Vector Store Index Result

The HNSW vector store will be saved in the specified output path, ready for use with the HNSW Retriever plugin.

2. HNSW Retriever Plugin

The HNSW Retriever plugin processes prompt with the Gemini LLM Model, enriched with additional specific information from the HNSW Vector index.

Registering the HNSW Retriever Plugin

Import the necessary plugins into your Genkit project:

import { googleAI } from "@genkit-ai/googleai";
import { hnswRetriever } from "genkitx-hnsw";
export default configureGenkit({
plugins: [
googleAI(),
hnswRetriever({ apiKey: "GOOGLE_API_KEY" })
]
});

Running the Retriever

  1. Open the Genkit UI and select the HNSW Retriever plugin.
  2. Execute the flow with the required parameters:
  • prompt: Your input query is for the AI.
  • indexPath: Path to the vector index file generated by the HNSW Indexer plugin.

Example Prompt

To ask about the price list of a restaurant in Surabaya City:

prompt: "What is the price list of my restaurant in Surabaya City?"
indexPath: "/path/to/your/vector/index"

Conclusion

The integration of HNSW Vector index with Genkit significantly enhances the capabilities of Generative AI models by providing enriched context and specific knowledge.

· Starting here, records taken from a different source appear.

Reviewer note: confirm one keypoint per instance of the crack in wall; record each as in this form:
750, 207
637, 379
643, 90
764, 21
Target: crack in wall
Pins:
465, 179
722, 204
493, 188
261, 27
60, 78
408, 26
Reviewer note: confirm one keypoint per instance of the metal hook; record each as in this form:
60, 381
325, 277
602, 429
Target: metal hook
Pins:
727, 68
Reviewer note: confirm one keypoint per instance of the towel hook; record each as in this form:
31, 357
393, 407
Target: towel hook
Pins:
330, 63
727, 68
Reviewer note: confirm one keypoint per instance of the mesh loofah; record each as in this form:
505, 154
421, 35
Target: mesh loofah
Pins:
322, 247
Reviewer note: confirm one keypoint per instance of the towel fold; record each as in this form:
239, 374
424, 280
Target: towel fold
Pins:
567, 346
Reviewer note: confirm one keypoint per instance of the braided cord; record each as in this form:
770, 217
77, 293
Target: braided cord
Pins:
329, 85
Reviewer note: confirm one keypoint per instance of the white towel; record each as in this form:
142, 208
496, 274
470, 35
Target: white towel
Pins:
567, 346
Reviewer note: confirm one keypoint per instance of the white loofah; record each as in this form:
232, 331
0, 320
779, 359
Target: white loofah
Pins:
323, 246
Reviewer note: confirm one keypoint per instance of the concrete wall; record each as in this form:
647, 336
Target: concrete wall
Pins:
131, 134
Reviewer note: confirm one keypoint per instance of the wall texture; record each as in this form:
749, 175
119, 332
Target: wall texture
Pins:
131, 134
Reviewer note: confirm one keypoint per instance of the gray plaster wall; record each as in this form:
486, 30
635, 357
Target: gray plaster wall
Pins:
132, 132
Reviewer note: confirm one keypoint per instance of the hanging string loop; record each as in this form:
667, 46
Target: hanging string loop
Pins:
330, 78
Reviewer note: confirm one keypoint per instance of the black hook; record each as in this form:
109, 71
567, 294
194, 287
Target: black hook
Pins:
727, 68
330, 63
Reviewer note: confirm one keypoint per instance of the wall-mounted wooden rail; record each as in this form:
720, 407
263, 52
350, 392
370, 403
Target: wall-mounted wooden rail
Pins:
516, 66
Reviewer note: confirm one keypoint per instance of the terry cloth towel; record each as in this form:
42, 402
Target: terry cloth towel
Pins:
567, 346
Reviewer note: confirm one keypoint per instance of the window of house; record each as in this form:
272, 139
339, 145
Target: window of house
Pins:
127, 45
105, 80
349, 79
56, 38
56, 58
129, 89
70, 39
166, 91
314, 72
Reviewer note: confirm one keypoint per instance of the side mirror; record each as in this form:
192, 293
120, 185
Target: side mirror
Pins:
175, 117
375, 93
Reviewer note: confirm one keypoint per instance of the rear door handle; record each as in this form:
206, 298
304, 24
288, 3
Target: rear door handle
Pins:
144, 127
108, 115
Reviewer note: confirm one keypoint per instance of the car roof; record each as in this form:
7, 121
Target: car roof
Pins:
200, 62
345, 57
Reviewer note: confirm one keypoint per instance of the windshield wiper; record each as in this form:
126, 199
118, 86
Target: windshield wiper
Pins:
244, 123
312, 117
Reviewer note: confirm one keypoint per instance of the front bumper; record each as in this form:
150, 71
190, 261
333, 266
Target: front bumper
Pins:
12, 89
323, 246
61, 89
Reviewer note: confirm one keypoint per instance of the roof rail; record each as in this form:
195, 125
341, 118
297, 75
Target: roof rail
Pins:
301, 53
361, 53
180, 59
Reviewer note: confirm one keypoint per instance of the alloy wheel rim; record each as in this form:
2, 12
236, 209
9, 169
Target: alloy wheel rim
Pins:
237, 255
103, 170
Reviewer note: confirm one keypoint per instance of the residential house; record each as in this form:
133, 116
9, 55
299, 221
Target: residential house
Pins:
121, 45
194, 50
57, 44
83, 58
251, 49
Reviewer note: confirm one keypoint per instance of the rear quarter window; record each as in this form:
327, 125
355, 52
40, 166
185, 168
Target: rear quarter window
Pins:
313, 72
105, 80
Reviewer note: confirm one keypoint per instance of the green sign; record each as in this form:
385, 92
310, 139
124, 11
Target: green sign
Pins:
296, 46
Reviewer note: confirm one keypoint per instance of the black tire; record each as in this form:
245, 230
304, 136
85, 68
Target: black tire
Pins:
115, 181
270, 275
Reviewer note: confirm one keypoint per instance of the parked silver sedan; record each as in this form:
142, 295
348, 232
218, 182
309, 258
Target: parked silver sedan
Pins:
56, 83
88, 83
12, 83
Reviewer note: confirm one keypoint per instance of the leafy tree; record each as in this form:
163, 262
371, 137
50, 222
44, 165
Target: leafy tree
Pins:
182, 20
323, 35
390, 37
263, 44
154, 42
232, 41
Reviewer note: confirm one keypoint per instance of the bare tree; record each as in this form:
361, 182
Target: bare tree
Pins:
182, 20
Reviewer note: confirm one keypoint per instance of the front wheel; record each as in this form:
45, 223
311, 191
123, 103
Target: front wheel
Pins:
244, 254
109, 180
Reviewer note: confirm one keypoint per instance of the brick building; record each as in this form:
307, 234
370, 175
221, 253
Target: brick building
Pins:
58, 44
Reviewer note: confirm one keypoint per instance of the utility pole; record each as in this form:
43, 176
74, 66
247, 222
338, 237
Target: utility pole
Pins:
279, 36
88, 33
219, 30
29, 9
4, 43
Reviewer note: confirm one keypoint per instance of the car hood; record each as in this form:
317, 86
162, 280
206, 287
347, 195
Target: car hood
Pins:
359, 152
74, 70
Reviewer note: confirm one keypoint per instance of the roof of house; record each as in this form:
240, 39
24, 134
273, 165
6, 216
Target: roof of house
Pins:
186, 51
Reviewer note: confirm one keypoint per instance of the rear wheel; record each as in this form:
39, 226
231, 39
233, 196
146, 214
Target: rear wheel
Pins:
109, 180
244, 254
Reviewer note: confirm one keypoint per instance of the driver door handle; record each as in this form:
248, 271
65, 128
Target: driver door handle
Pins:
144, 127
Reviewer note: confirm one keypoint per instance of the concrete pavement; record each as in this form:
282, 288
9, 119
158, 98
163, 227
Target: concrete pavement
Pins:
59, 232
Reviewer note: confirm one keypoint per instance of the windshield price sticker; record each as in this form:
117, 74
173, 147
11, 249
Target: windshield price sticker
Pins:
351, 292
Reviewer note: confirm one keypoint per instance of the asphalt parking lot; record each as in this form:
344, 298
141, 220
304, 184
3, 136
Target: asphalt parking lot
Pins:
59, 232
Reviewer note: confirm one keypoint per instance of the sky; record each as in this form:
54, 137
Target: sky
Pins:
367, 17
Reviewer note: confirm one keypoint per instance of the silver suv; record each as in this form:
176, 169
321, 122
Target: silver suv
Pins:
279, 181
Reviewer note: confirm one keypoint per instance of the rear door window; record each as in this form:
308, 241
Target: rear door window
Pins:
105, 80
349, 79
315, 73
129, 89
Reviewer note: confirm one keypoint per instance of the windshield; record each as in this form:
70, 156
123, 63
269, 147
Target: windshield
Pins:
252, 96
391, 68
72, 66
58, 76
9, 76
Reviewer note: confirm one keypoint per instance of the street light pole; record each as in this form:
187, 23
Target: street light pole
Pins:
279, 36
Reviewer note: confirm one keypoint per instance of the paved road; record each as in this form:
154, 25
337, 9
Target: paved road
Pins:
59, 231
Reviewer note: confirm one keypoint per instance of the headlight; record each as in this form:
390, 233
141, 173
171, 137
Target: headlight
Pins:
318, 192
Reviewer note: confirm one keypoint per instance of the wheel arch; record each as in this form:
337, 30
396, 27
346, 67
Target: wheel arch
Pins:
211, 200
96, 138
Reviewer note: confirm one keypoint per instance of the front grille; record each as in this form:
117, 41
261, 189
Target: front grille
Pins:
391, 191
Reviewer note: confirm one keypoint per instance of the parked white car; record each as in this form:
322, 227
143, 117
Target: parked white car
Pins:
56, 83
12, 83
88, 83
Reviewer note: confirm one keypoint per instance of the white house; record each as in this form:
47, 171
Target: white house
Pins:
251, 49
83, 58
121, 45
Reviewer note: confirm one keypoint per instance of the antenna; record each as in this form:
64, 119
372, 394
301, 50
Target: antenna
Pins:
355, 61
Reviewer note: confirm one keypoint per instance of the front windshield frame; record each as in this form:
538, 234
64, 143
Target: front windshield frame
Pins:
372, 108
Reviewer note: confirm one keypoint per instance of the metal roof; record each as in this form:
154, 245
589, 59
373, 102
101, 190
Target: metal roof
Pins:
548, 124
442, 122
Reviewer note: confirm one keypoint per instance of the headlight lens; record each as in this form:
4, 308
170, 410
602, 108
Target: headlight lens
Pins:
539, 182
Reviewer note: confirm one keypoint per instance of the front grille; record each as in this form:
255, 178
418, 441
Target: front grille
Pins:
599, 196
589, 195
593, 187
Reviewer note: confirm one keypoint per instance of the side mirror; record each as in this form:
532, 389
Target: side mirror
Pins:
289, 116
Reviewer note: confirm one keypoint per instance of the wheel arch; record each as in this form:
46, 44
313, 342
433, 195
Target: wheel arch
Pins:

This approach not only improves the accuracy of AI responses but also simplifies the process of knowledge integration, making it a powerful tool for various applications.

By following the steps outlined in this article, you can effectively leverage the HNSW Vector index to build more intelligent and context-aware AI systems in a very short time like instantly!

Hope this helps and see you in the next one!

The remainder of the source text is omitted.